The paper is based on information provided in response to a survey by around 50 IADI members - and we are very grateful to IADI and members for this valuable assistance. It shows a wide range of approaches to the use of deposit insurance funds to support measures within resolution or insolvency that maintain access to insured deposits, or to prevent the failure of a member bank. These include purchase and assumption and bridge bank transactions, or provision of capital or liquidity. The paper also reviews the safeguards that may circumscribe the use of deposit insurance funds, including least cost principles and governance requirements. Within such constraints, the ability of deposit insurers to fund alternative measures can increase options for managing bank failures. This may be especially relevant for medium-sized or non-systemic banks, in which deposits may be the main form of loss absorbency.

We note that these considerations are gaining prominence in the policy arena. In the European Union, a promising debate is gaining momentum on the eventual creation of an FDIC-like authority backed by a harmonised insolvency regime for banks that do not meet the thresholds for resolution. Moreover, improvements to bank insolvency regimes along the lines suggested may help strengthen crisis management frameworks in emerging market economies where the nature of the local financial system does not support the smooth application of international standards designed for large, complex institutions.

Let me stop here and wish you a fruitful conference.

Thank you.

Reference

Baudino, P, J M Fernández Real, K Hajra and R Walters (2019): "The use of deposit insurance funds in bank insolvency and resolution", FSI Insights on policy implementation, no 17, August.

Baudino, P, A Gagliano, E Rulli and R Walters (2018): "Why do we need bank-specific insolvency regimes?
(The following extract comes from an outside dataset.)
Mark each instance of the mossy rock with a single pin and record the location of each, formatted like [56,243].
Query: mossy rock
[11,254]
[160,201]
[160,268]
A review of country practices", FSI Insights on policy implementation, no 10, October.

Restoy, F (2016): "The challenges of the European resolution framework", closing address at the conference on Corporate governance and credit institutions' crises, organised by the Mercantile Law Department, UCM (Complutense University of Madrid), Madrid, 29 November.

---- (2018): "Bail-in in the new bank resolution framework: is there an issue with the middle class?", speech at the IADI-ERC international conference on Resolution and deposit guarantee schemes in Europe: incomplete processes and uncertain outcomes, Naples, 23 March.

---- (2019): "The European banking union: achievements and challenges", EURO Yearbook 2018 - completing monetary union to forge a different world, IE Business School, February, pp 215-33.